Reaver(82)
“It would if you’re fallen and Reaver is—” He snapped his mouth shut so fast she heard his teeth crack.
She narrowed her gaze. “Reaver is… what?” When he waved away her question, she gave up trying to be civil. “Dammit, why are you here? If you’re going to kill me, do it already. And have the balls to do it yourself instead of hiding behind fucking darkmen.”
“Your time in Sheoul has wreaked havoc on your vocabulary.” Raphael stepped closer, a mountain of Heavenly menace. “You know why we had to send the darkmen. I didn’t want to, but you survived, you’re here now, and it’s over.”
He pressed forward, stalking her like a tiger, his gaze hungry and ruthless, and an alarm started clanging in her head. But before she could so much as think about flashing out of there, he was on her, backing her against the lone tree on the hilltop.
“What are you doing?” The quaver in her voice more than gave away her anxiety. She’d escaped one enemy just to land on the doorstep of another. She’d gone from the frying pan into the fire. From the claws of a Soulshredder into the jaws of a Gargantua.
She was racking up the clichés for trouble.
One hand slammed into the tree above her head, and the other gripped her shoulder in a bruising hold. Even at full strength, with all the power inherent to a fallen angel of her rank and genetics, she couldn’t escape him.
“I’m doing what I should have done a long time ago.” The archangel’s eyes flamed hot. There was no warning, no slow buildup. He slanted his mouth over hers.
Startled, Harvester went taut as Raphael pressed his big body against hers and savaged her mouth in a demanding, brutal kiss. Under normal circumstances, her response would be swift and lusty. But these weren’t normal circumstances by any means.
And Raphael was no Reaver.
Wedging her hands between them, she palmed his chest and shoved, breaking the kiss. “Don’t do this.”
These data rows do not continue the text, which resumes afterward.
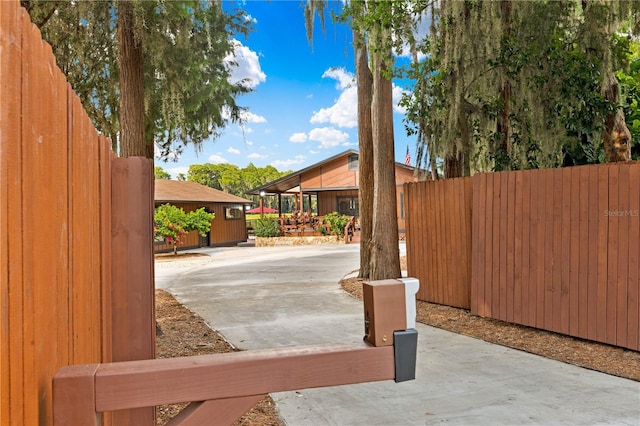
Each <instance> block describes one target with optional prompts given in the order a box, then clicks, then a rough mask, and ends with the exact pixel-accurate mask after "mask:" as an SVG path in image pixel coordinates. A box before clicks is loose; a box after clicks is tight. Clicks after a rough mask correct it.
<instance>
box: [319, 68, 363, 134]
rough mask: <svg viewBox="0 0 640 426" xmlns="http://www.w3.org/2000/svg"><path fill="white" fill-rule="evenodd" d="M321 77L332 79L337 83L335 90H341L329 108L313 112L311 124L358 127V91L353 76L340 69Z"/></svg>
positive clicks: (348, 127) (349, 73)
mask: <svg viewBox="0 0 640 426" xmlns="http://www.w3.org/2000/svg"><path fill="white" fill-rule="evenodd" d="M322 77H329V78H334V79H336V80H337V81H338V84H337V85H336V88H337V89H338V90H342V93H340V96H339V97H338V99H337V100H336V101H335V103H334V104H333V105H332V106H331V107H329V108H322V109H321V110H320V111H317V112H314V114H313V116H312V117H311V120H310V122H311V123H312V124H322V123H330V124H335V125H336V126H339V127H347V128H351V127H356V126H357V125H358V89H357V86H356V84H355V83H354V82H353V74H351V73H349V72H347V71H346V70H344V69H342V68H332V69H330V70H328V71H326V72H325V73H324V74H323V75H322Z"/></svg>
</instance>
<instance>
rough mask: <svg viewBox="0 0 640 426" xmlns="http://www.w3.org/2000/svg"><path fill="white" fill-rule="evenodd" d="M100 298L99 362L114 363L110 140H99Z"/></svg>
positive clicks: (111, 153)
mask: <svg viewBox="0 0 640 426" xmlns="http://www.w3.org/2000/svg"><path fill="white" fill-rule="evenodd" d="M99 156H100V159H99V168H100V206H99V208H100V281H101V288H100V296H101V301H102V302H101V318H100V322H101V328H100V329H101V331H102V333H101V335H102V339H101V342H100V344H101V358H100V359H101V360H102V362H111V361H113V358H112V353H113V347H112V343H111V342H112V339H111V336H112V331H113V330H112V323H111V318H112V311H111V309H112V281H111V234H112V232H111V231H112V230H111V163H112V161H113V158H114V157H115V155H114V153H113V152H112V151H111V147H110V141H109V140H108V139H106V138H105V137H103V136H101V137H100V150H99Z"/></svg>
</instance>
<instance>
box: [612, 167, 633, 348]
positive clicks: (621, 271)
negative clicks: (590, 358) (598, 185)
mask: <svg viewBox="0 0 640 426" xmlns="http://www.w3.org/2000/svg"><path fill="white" fill-rule="evenodd" d="M629 168H630V165H629V164H620V165H619V166H618V169H619V176H618V184H619V185H618V188H611V190H612V191H615V190H616V189H618V205H619V207H618V210H619V212H622V215H621V216H619V222H618V236H619V237H618V241H619V249H618V255H617V257H618V259H617V265H614V267H615V266H617V273H618V279H617V280H616V281H617V282H616V292H617V294H616V296H617V297H616V304H615V312H614V313H613V316H614V317H615V320H614V321H615V322H616V327H615V329H616V337H615V344H616V345H618V346H623V347H624V346H627V322H628V320H629V317H628V315H627V298H628V296H629V294H628V287H627V286H628V280H629V230H630V228H631V222H632V220H635V218H632V217H631V206H630V204H631V203H630V199H629V186H630V184H631V182H630V181H629V178H630V176H629Z"/></svg>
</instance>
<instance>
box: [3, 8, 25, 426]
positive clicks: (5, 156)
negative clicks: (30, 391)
mask: <svg viewBox="0 0 640 426" xmlns="http://www.w3.org/2000/svg"><path fill="white" fill-rule="evenodd" d="M23 23H24V20H23V19H22V16H21V10H20V7H19V3H18V1H11V2H0V90H1V98H2V102H0V235H9V234H10V233H11V234H12V235H13V236H14V238H0V274H1V275H0V303H2V306H3V309H1V310H0V321H1V324H0V326H1V328H0V339H2V342H3V343H2V345H0V424H24V407H23V405H22V398H21V396H22V392H23V390H24V388H23V386H22V373H23V370H24V369H23V359H22V353H23V336H22V333H21V324H22V319H23V318H22V283H23V276H22V271H23V259H22V250H21V247H20V245H21V241H22V229H23V227H22V216H21V215H20V214H19V212H18V211H16V206H20V205H21V203H22V198H21V184H20V177H21V176H22V145H21V143H20V141H21V140H22V124H21V117H22V116H21V113H20V112H21V108H22V98H21V96H20V93H21V91H20V88H21V87H22V70H21V64H22V60H23V44H22V31H23V29H24V25H23ZM16 88H17V90H15V89H16ZM5 307H6V309H5ZM12 395H15V397H12Z"/></svg>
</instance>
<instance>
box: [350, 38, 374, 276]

“I am doing this. I’m claiming you.” He was so arrogant, so sure she’d fall under his spell.
She shoved him again, but he didn’t budge. “No one claims me.”
Except that wasn’t entirely true, was it? When she and Reaver had been in the Boregate, what he’d done to her had felt like a possession, and God help her, she thought maybe that was okay.
“You’re mine, Verrine.” Raphael’s voice throbbed with authority, the kind that made even high-ranking angels cower before him. “You should have been mine thousands of years ago, but you gave everything up for that loser Yenrieth.”
She inhaled sharply, a vicious stab of realization piercing her gut. “That’s why you didn’t want me to fall, isn’t it,” she said hoarsely. “It had nothing to do with the fact that you thought it was a crazy idea. You didn’t want me to go because you wanted me for yourself.”
How could she have been so blind? Raphael had been a rakish novice archangel at the time she and Yenrieth were in their training, and he’d made himself available to keep her company when Yenrieth was off either hunting minor demons or looking for a female with a warm bed.
“He’ll never be faithful to you,” Raphael had said. “It’s not in his nature. Battle angels were bred to fight and breed more warriors. They’re soldiers. Dumb muscle. You need someone with brains, someone who can stand by your side for life and never look at another female.”
Like an idiot, she’d been too naive to recognize Raphael’s attempts to lure her into his own bed.
“Yes,” Raphael said. “I wanted you.” His smile was very cat-and-mouse, and she was the mouse. “And now I have you.”
“You don’t have me.” She tried to slip out from under him, but he blocked her with his body and tightened his grip on her shoulder. The sensation of being trapped left her struggling to breathe normally.
“But why now?” she asked, her mind racing to make sense of this. “It’s been almost five thousand years. You didn’t get over me in that much time?” Not that she had a lot of room to talk, given that she’d carried a torch for Yenrieth for just as long.
“Time runs differently in Heaven. You know that. It feels like yesterday, not centuries.”
He had a point. But she wasn’t going to acknowledge it. “You didn’t want me to be rescued. You wanted me to rot in Satan’s torture chambers. How can you claim to want me if you didn’t care that I was going to suffer and die?”
“I did care,” he said fiercely. “But leaving you there was for the greater good.”
“Funny how the greater good doesn’t feel so good when you’re the one with the hot poker in your bowels.”